2017 Volume 59 Issue 12 Pages 2767
【背景と目的】近年,消化管内視鏡検査時にプロポフォールが使用される機会が増加しているが,心肺系合併症の発症が危惧されている.本研究は内視鏡検査時にプロポフォールと従来の鎮静薬を使用した際の心肺系合併症の発症につき比較検討する目的で行われた.
【方法】Medlineを含む3つのデータベースを使用して鎮静薬使用時の低酸素血症,血圧低下,不整脈の出現頻度を検討した.上下部内視鏡検査を通常内視鏡検査とし,内視鏡的逆行性胆管膵管造影,超音波内視鏡検査,バルーン小腸内視鏡検査,内視鏡的粘膜下層剥離術を侵襲的内視鏡検査と定義した.鎮静薬を使用した際の心肺系合併症出現の危険性をオッズ比で評価した.
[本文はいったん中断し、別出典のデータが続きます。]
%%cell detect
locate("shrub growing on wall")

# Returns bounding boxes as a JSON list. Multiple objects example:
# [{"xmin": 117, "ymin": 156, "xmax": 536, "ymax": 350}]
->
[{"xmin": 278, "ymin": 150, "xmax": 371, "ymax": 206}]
【結果】27本の原著論文が本研究のメタアナリシスに合致した.1,324人でプロポフォールが使用され,1,194人が従来の鎮静薬のミダゾラム,ペチジン,メペチジン,レミフェンタニル,フェンタニルが使用された.従来の鎮静薬と比較して,プロポフォールの低酸素血症のリスクは0.82(95%CI:0.63-1.07),血圧低下のリスクが0.92(0.64-1.32)であった.通常内視鏡検査時のプロポフォールのリスクは0.61(0.38-0.99)と従来の鎮静薬使用時よりも39%の危険性の削減効果を示した.侵襲的内視鏡検査時は両薬剤間で心肺系合併症の発症に有意差は認めなかった.
【結論】プロポフォールでの鎮静は,従来の鎮静薬の使用時と心肺系合併症の発症の危険性は同程度であった.しかし,通常内視鏡時では,プロポフォールを使用した時の方が心肺系合併症の発症率は有意に少なく,従来の鎮静薬よりもプロポフォールを使用することが適切かもしれない.
内視鏡診療における鎮静に関するガイドラインは,消化器内視鏡診療を行う中で鎮静が必要と考えられる局面の鎮静法や薬剤の使用方法に対する指針を示している2).本邦では検査時に保険適用が承認されている鎮静薬はなく,麻酔導入維持や人工呼吸中の鎮静に使用される薬剤を当該施設のルールにしたがって使用することを推奨している.
一般的にベンゾジアゼピン系薬剤によって内視鏡検査時に至適な鎮静を得ることが可能であり,ミダゾラムやジアゼパムが使用される頻度が高い.一方,プロポフォールは従来の鎮静薬よりも半減期が少なく覚醒時間が短いために,覚醒後の合併症が少ないが,個々の薬剤感受性が異なるために厳重に鎮静深度をモニタリングし,投与量を調節する必要がある.本検討では従来の鎮静薬とプロポフォールの合併症発症への影響は同程度であったが,通常内視鏡時はプロポフォールを使用した方が安全性に優れた結果であった.いずれにせよ,日常診療の中で安全な鎮静に心がける必要があり,合併症予防の観点からも慎重な対応が望まれる.